Dissertation Abstract

Flexible Fault-Tolerance Using Redundancy
in Mesh Connected Processor Arrays

John C. Ramirez, Ph.D.
University of Pittsburgh, 1995

ABSTRACT

Massive parallelism in computing systems allows for continued increases in computing performance even as the limit of maximum processor speed is neared. An architecture well-suited to massive parallelism is the mesh connected processor array (MCPA). MCPAs are simple in design, scalable, and can be implemented in VLSI chips and wafers. With an increase in parallelism, however, comes an increase in the probability of processors within a system becoming faulty. In critical situations, massively parallel systems must be able to function despite faulty processors, and they must be able to recover quickly from any faults that occur. Triple-modular redundancy (TMR) is an effective way of masking faults in computing systems without delay, and therefore is an appropriate means of fault-tolerance in systems when time is critical.

In this thesis, fault-tolerance in MCPAs is examined utilizing modular redundancy. First, a new mesh architecture, the Processor Switch/Voter Array (PSVA) is proposed. This architecture is flexible, reconfigurable and allows for varying levels of redundancy. Several algorithms are proposed which map communication graphs onto PSVAs with TMR so as to avoid faulty processors. These algorithms are analyzed thoroughly using Markov chains and other probabalistic techniques. An algorithm which allows recovery from run-time faults is also proposed. This algorithm utilizes spare processors in the PSVA in order to maintain TMR throughout the system despite processor failures. This run-time algorithm is analyzed through simulations.

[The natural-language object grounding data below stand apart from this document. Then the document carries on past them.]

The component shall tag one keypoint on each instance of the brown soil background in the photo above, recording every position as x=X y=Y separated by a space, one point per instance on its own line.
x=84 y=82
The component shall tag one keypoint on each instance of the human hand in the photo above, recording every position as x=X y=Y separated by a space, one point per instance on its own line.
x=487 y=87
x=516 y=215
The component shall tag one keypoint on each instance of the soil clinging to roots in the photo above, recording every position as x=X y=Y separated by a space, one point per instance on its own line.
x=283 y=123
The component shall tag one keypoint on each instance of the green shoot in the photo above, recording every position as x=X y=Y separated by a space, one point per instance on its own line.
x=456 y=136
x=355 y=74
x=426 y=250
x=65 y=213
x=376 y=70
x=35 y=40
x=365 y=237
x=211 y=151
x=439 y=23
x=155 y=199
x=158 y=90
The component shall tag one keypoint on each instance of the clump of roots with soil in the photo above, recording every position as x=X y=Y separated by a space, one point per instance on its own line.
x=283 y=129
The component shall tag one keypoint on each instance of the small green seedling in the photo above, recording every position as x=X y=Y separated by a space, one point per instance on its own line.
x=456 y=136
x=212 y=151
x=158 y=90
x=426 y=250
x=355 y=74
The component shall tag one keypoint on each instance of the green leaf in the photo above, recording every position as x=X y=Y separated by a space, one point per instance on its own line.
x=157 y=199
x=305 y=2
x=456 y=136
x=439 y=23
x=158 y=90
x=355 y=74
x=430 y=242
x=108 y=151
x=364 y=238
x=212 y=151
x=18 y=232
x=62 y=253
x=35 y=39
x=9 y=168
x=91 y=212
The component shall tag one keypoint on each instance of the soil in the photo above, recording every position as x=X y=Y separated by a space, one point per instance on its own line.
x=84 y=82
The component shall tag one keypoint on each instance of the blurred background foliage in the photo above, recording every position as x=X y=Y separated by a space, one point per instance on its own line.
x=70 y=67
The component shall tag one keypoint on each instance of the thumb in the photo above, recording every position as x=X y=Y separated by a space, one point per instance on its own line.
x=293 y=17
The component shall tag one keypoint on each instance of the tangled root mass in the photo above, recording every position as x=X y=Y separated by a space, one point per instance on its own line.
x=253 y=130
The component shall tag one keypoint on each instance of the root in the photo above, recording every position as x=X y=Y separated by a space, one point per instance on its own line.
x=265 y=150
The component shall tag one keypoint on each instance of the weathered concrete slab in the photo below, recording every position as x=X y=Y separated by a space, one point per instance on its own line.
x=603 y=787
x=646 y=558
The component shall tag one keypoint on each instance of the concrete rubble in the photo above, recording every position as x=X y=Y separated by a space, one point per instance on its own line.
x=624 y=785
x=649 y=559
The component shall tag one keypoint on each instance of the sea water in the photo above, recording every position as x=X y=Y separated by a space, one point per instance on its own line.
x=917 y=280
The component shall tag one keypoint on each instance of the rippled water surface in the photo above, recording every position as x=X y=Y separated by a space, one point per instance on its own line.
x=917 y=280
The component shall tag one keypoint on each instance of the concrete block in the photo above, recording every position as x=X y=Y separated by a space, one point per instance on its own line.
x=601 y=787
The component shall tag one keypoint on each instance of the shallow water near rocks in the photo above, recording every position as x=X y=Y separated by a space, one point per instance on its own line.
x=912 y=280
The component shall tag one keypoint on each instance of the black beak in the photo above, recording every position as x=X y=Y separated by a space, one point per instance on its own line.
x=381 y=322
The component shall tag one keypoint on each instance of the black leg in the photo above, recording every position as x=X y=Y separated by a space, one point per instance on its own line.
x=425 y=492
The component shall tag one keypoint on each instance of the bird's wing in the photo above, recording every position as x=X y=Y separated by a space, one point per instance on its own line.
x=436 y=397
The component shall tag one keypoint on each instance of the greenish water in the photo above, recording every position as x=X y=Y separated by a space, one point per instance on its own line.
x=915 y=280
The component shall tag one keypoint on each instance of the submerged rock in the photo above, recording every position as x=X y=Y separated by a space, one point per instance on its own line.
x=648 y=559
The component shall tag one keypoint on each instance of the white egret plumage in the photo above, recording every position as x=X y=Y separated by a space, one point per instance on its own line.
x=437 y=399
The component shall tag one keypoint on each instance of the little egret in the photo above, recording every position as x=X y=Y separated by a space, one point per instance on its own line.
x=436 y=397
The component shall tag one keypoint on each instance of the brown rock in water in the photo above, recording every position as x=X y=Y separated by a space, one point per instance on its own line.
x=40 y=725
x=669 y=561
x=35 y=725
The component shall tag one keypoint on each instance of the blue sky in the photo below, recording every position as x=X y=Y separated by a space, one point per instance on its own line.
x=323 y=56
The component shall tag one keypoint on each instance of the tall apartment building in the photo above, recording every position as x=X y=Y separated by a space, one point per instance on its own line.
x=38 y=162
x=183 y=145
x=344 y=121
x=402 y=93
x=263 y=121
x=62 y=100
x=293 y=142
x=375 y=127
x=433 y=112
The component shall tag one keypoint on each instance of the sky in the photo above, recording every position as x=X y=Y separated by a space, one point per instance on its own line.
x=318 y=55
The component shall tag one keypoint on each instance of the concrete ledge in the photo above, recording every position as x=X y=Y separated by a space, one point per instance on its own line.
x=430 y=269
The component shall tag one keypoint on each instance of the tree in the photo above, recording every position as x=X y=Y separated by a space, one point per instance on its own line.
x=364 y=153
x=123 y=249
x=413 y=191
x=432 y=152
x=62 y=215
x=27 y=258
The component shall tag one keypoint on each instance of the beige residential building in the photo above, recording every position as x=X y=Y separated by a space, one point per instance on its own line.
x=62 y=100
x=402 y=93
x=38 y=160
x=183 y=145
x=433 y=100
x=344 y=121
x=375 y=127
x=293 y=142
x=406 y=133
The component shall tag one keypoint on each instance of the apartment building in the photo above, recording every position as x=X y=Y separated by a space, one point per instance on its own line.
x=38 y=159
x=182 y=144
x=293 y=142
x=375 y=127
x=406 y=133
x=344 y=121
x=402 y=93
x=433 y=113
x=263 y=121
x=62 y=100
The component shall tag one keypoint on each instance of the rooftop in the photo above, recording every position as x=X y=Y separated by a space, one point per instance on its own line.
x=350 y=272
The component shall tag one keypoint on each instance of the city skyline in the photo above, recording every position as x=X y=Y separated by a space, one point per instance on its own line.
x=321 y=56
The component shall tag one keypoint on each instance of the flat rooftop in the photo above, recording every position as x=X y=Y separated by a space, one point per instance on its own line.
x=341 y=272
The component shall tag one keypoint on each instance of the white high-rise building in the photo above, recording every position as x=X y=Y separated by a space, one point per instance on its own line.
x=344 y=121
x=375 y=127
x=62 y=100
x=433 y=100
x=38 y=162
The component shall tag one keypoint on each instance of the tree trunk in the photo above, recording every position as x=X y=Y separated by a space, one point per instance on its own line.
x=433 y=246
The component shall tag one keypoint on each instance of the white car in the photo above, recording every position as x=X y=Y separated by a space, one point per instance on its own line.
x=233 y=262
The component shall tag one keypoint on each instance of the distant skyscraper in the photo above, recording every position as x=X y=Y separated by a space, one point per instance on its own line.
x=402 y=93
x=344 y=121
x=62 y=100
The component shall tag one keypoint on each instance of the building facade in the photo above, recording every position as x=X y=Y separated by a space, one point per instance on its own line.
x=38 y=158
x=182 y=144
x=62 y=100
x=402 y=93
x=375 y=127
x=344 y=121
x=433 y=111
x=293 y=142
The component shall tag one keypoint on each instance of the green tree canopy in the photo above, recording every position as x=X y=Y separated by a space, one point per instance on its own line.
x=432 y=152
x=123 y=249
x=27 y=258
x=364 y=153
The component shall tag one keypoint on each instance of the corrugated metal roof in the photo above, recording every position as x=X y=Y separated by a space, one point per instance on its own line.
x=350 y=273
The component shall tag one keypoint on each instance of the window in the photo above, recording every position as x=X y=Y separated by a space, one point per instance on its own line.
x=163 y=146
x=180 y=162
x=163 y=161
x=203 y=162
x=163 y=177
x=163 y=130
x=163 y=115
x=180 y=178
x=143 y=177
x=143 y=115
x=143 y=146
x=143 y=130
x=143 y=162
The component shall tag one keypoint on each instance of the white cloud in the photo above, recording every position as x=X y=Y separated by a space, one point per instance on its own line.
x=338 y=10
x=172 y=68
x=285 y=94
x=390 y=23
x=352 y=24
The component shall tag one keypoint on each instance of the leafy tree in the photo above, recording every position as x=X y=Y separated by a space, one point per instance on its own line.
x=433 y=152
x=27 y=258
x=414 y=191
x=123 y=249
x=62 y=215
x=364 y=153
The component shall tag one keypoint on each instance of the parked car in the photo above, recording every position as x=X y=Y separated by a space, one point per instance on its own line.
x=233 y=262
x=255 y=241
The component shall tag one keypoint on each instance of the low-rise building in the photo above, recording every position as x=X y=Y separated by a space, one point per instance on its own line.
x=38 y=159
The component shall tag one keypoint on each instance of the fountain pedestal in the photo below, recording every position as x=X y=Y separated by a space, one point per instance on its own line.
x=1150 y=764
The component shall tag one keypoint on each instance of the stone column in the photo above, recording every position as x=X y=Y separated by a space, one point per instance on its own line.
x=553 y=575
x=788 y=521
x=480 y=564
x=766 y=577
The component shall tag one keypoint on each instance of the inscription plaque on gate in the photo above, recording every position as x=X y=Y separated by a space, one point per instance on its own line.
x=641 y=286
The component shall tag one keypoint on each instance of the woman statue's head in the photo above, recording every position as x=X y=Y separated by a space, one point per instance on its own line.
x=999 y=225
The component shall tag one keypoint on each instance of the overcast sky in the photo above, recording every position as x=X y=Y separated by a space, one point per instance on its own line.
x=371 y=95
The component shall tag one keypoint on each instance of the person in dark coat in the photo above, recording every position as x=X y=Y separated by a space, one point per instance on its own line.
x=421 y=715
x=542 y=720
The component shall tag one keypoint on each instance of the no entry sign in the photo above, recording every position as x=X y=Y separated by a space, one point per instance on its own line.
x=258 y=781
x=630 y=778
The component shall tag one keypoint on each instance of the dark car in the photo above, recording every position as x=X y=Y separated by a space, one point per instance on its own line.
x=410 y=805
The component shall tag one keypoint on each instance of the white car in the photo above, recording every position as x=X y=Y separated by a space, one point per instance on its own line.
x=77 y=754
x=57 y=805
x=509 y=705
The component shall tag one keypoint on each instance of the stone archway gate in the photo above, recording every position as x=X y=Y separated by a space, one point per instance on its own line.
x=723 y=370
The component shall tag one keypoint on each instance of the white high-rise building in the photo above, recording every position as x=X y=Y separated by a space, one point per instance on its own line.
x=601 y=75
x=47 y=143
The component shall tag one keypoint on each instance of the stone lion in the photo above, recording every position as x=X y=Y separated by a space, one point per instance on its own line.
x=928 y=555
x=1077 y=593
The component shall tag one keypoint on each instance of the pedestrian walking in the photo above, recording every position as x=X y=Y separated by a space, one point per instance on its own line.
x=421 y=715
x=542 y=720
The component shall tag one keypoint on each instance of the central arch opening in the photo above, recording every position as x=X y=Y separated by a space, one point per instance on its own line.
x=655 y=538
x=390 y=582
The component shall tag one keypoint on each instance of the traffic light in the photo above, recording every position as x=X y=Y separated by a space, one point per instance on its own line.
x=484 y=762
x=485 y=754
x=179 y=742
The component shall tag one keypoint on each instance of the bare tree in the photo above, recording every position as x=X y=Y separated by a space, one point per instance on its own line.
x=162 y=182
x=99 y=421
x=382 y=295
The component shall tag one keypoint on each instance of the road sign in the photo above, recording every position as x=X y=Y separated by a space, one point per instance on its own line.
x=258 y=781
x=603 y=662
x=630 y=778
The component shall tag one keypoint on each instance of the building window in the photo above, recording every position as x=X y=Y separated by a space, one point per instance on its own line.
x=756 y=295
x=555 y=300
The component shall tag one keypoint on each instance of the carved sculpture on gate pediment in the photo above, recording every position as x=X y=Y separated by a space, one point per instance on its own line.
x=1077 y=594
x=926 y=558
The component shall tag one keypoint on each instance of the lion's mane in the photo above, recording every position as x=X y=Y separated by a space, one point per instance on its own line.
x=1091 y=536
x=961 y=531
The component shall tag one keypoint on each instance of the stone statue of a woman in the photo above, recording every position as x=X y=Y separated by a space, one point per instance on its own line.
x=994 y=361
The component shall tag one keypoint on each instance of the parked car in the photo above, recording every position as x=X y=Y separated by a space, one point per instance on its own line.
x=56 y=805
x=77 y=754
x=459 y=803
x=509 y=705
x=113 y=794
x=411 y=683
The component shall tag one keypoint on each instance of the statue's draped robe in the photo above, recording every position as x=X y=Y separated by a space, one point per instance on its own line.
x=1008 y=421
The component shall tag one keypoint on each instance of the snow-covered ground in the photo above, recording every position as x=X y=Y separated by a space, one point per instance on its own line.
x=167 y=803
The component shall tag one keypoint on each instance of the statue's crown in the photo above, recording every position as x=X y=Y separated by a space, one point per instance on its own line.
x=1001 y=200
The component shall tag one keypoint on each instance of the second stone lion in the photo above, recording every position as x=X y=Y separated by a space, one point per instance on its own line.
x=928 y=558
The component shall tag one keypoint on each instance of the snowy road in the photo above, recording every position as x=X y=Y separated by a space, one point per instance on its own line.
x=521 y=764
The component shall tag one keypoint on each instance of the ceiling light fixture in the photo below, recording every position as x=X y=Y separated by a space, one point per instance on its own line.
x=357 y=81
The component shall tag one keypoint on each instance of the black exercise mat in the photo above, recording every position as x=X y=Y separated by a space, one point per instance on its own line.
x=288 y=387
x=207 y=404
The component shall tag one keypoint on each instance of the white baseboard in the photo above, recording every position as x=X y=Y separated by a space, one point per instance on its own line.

Fault-tolerance through redundancy is also examined in general MCPAs. When communication graphs are mapped onto general MCPAs with triple-modular redundancy, the communication lines of the MCPAs become overloaded due to the extra messages necessary for TMR. This overloading can slow communication within the MCPA and reduce the performance of the system. The overloading resulting from some mappings is examined through analysis and simulation. Three protocols are then proposed which reduce the messages required by one-third while still maintaining the fault-correction capabilities of TMR. The protocols are similar in nature, but differ based on their assumptions about the system being used. These protocols can be valuable in allowing MCPAs to perform at a higher level without sacrificing the fault-correction capabilities of TMR.